Sunday, November 28, 2010

Toothache Swollen Neck

A tu per tu con un mito

do not often come face to face with a wine expert of international renown. And Régis Camus is without doubt one of the largest winemaker in the history of Champagne. In force since 1994, the historic house Piper Heidsieck (1785), since 2002 he inherited from his teacher Daniel Thibault the role of chef de cave in the prestigious sparkling wine Reims. Since then it has been awarded five times as "Winemaker of the Year" by ' UK International Wine Challenge (2004, 2007, 2008, 2009, 2010). Also in 2010, the British international competition has elected its Charles Heidsieck Brut Vintage 2000 Champagne as the best year. Despite the triumphs and an almost absolute power to be given to 9milioni Footprint of bottles coming out every year by the two brands Piper Heidsieck (8 million) and Charles Heidsieck (1 million) that he wanted to unify and make wine in same establishment, Régis keeps that expression of the enlightened mind and sardonic relativist amusing anecdotes and rattles as if to say: "Come on, we're always talking about bubbles." Yeah, but bubbles! Here we are at levels of quality sublime. This is the Champagne. Everything else, outside the denomination, is nothing more than "sparkling wine", as keen to stress the marcketing responsible for the company, about the fledgling British bubbles.
For Champagne takes the land there, 150 km east of Paris , cold and wet outside but heated in the belly of a layer of gypsum often several hundred feet, where the Romans dug mines in the shape of pyramids (the Crayères , the 'plasterer') and where, since 1600, were created the first wine aging of the baby 're-fermented wine'.

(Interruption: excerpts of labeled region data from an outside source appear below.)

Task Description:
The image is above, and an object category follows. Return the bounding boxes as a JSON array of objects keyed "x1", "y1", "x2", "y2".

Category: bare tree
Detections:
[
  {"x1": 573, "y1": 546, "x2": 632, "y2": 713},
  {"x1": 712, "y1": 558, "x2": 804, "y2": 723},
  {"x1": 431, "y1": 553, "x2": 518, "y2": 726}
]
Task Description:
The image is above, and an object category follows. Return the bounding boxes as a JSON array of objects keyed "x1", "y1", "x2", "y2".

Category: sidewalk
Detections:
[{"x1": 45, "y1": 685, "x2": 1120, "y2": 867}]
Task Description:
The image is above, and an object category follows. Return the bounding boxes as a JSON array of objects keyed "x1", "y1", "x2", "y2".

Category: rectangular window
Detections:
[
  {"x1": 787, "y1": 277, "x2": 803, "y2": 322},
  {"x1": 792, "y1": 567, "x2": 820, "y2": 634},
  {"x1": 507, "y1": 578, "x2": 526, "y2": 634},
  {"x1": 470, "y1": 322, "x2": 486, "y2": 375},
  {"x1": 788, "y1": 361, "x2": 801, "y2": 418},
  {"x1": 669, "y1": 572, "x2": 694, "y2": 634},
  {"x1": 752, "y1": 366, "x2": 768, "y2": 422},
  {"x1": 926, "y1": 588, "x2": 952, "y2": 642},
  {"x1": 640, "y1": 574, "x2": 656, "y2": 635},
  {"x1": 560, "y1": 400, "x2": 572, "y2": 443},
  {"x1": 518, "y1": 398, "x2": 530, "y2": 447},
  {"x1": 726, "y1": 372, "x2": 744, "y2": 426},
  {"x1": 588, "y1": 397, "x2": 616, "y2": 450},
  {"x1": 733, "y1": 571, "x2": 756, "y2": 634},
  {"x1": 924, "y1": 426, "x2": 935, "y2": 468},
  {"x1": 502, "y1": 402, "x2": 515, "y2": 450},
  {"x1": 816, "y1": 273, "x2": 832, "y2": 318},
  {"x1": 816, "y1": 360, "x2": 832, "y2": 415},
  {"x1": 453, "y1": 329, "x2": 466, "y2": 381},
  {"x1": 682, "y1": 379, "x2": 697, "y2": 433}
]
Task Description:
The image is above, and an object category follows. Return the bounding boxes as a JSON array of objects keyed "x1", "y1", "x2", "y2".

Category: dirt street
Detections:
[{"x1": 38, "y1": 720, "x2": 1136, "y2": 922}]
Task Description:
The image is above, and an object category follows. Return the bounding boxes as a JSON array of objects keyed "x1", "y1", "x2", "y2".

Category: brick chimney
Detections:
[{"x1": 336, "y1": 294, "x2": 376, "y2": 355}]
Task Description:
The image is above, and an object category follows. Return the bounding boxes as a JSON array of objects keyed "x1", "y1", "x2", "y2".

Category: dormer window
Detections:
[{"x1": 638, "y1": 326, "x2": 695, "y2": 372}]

Down there, in fact, the temperature is always around to 11 ° C, the dim light filtering from the few openings in the ground, 20 meters higher, and the soft plaster softens even the slightest vibration. That 's where, prior and then piles up on pupitres pending disgorgement, resting on the lees, the yeast, all the bottles of the house. Minimum 24 months Brut Piper, 36 to Charles. To reach the minimum of 5 and 8 years for their Vintage . Like what, exactly, just won in London.

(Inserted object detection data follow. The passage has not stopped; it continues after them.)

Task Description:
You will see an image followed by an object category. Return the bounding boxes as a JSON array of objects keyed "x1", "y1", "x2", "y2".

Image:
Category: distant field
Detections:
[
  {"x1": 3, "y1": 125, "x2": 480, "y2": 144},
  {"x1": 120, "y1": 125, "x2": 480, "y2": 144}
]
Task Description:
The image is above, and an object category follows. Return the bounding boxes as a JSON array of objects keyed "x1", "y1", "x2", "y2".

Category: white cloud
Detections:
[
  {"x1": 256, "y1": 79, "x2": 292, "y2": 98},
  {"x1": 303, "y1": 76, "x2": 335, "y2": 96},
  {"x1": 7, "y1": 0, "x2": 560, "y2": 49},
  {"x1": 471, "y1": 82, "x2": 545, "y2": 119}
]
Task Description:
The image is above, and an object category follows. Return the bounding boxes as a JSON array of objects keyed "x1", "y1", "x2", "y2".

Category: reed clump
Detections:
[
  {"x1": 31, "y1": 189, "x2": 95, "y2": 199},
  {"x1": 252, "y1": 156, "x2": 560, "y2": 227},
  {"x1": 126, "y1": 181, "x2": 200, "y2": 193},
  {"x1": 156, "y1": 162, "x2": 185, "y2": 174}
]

And then it takes that trio of grape varieties chardonnay, pinot noir and pinot meunier that only Reims area are the ideal conditions to give life to vins Clairs , ovvero alle basi, i vini fermi che, assemblati e addizionati di lieviti e zuccheri, rendono possibile il miracolo del metodo champenois.

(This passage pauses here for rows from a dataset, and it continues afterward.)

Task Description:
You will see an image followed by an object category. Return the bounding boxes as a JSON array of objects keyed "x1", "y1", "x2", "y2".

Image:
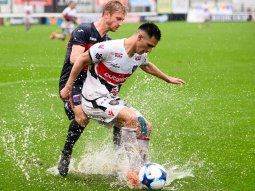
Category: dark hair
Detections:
[{"x1": 138, "y1": 23, "x2": 161, "y2": 41}]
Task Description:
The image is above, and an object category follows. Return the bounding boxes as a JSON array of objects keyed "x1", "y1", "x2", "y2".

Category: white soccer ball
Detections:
[{"x1": 139, "y1": 163, "x2": 167, "y2": 190}]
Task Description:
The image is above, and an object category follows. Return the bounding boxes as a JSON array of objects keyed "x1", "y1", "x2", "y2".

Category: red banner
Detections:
[
  {"x1": 96, "y1": 0, "x2": 128, "y2": 6},
  {"x1": 14, "y1": 0, "x2": 52, "y2": 6}
]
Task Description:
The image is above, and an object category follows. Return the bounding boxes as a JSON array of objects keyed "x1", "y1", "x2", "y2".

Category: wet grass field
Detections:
[{"x1": 0, "y1": 22, "x2": 255, "y2": 191}]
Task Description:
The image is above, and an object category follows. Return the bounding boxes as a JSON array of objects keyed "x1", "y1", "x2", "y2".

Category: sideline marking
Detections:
[{"x1": 0, "y1": 78, "x2": 58, "y2": 87}]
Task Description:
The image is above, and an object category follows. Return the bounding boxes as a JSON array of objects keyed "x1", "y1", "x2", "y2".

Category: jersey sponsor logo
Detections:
[
  {"x1": 104, "y1": 73, "x2": 128, "y2": 83},
  {"x1": 114, "y1": 53, "x2": 123, "y2": 58},
  {"x1": 77, "y1": 29, "x2": 84, "y2": 32},
  {"x1": 107, "y1": 110, "x2": 114, "y2": 117},
  {"x1": 111, "y1": 63, "x2": 120, "y2": 68},
  {"x1": 98, "y1": 44, "x2": 104, "y2": 49},
  {"x1": 109, "y1": 87, "x2": 119, "y2": 97},
  {"x1": 96, "y1": 62, "x2": 131, "y2": 85},
  {"x1": 95, "y1": 53, "x2": 102, "y2": 60},
  {"x1": 89, "y1": 37, "x2": 97, "y2": 42},
  {"x1": 135, "y1": 56, "x2": 142, "y2": 61}
]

Ed è proprio qui che, da settembre a giugno, interviene lo chef de cave. Assaggiando, testando, confrontando le caratteristiche dei vini fermi prodotti dalla vinificazione separata dei tre vitigni, provenienti dagli oltre 200 cru da cui si rifornisce l'azienda. Solo un 10% dei vigneti, infatti, è di proprietà della maison; le altre uve vengono acquistate da contadini 'récoltants'. Ogni giorno Régis e la sua ristretta squadra di collaboratori assaggiano e confrontano i vari campioni di vino. E in un gioco a esclusione danno le pagelle e decide how to compose the various cuvée. Which wines and cru such as Charles and allocate them to Piper. Such as those that can give life to thousandths memorable and so exalted by those who go to replenish the reserves intended to address in the following years the vintages are less fortunate. Like the insipid and watered down in 2001, or the over-ripe and torrid 2003.
Another task of the chef de cave is just to keep the product always at the highest levels of quality, year after year, and make it more recognizable.
Everything, as Regis says, "wearing the austere pinot noir with floral aromas and fruity chardonnay and the color and brightness of pinot meunier.
For a unique and inimitable wine. Why, He reminds us, "we're always talking about wine."